President Obama signed the Small Business Jobs Act of 2010 (H.R. 5297) on September 27, 2010. The law contains the following major provisions that collectively are worth more than $12 billion in tax relief:
- Removes the heightened substantiation requirements and special depreciation rules for employer-provided cell phones under IRC §280A; currently, employers are denied a deduction for “listed property” such as cell phones unless business purpose and use are documented; employees must continue to include the value of any personal usage of their cell phone in income
- Allows a self-employment income deduction for 2010 health care expenses
- Provides a retroactive 2010 (one year only) 50% bonus depreciation available under IRC §168(k)

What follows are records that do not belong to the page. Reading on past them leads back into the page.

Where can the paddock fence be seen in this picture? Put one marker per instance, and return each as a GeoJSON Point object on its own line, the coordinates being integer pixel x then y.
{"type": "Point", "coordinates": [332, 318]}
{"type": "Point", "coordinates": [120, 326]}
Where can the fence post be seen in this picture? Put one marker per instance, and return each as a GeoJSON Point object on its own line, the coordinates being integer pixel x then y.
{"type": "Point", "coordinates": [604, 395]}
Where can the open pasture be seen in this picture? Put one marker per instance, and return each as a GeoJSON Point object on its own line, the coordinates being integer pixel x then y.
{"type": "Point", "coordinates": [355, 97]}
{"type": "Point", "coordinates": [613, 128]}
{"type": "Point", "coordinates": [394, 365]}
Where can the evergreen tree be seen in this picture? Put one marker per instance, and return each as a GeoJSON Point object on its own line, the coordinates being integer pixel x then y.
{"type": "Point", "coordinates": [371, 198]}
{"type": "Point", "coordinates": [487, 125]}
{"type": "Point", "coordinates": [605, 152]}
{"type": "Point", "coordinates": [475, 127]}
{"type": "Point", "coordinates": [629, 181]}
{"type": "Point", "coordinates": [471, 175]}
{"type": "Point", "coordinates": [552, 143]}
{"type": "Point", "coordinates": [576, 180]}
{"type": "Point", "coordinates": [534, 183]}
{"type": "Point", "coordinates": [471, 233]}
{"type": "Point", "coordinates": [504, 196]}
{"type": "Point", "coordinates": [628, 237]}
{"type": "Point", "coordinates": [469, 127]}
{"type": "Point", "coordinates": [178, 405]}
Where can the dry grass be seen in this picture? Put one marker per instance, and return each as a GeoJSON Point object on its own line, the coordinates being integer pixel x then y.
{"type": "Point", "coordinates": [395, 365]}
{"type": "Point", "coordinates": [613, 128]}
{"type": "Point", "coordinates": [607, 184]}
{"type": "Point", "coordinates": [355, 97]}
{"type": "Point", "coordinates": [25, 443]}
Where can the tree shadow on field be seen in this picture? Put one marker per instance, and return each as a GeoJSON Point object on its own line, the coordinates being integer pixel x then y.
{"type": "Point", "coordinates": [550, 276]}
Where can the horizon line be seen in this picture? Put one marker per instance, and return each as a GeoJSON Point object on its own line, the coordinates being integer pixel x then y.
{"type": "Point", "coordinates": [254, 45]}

- Increases the §179 expensing limit to $500,000 for 2010 and 2011, and increases the phase-out threshold to $2 million for 2010 and 2011
- Increases the §195 start-up business expensing limit and phase-out from $5,000 and $50,000 to $10,000 and $60,000 respectively in 2010 and 2011
- Changes the carryback period for eligible small business credits under IRC §38 from one to five years. This affects the 2010 general business credits of sole proprietorships, partnerships and non-publicly traded corporations with $50 million or less in average annual gross receipts over the prior three years. Makes this item exempt from the alternative minimum tax (AMT), so that certain small business owners will actually benefit from the credits. Examples of business credits include the Employer Provided Child Care Credit and the Research and Development Tax Credit.
- Excuses an S corporation from the § 1374 built-in gain tax in 2011
- Limits the penalty for failure to report a listed transaction to 75% of the tax benefit, subject to a (i) Corporate maximum of $200,000 and minimum of $10,000, and (ii) Individual maximum of $100,000 and minimum of $5,000
- Amends IRC § 1202 to increase the exclusion from gross income of gain from the sale of qualified small business stock from 50% to 100% for stock acquired after the date of enactment and before December 31, 2011.
Several revenue raising tax provisions are used to pay for the bill, the most important of which are:
- Allows 401(k), 403(b) and governmental 457(b) rollovers into Roth accounts within the plan
- Allows Roth contributions to governmental 457(b) plans after 2010
- Expands 1099 reporting to require renters of real estate to report payments over $600 after 2010
- Increases penalties for failure to file informational returns
The law creates a $30 billion Small Business Lending Fund that allows the Treasury Department to make capital investments of up to 3% of risk-weighted assets in banks that have assets under $10 billion. The government investments occur on the condition the banks receiving this money make loans to small businesses, and meet other requirements.
Additionally, the Small Business Administration (SBA) receives increased authorization for lending, including the following:
- For dealers and manufacturers, the legislation will extend the life of the SBA’s Dealer Floor Plan Program (SBA DFP) to 2013. This program provides credit for certain retail goods for resale under an existing stimulus provision set to expire this month.
- Lending caps are raised from $2 million to $5 million if the loan proceeds will be used for specified public policy goals. Most of these loans are directed to energy production or conservation.
- Certain SBA loans fees are waived or reduced.
- Other SBA lending limits under certain programs are increased.
The law includes a number of smaller programs involving small business lending and encouragement. The amounts involved are too insignificant to have any meaningful impact to the economy as a whole. These provisions appear intended as either window dressing for political bragging or gifts to special interests. Additional provisions involve training for small businesses for items such as export assistance.
Most small businessmen would suggest that what they would really like is a more simplified tax code, and certainty over future tax rates. This new law provides neither of these wishes.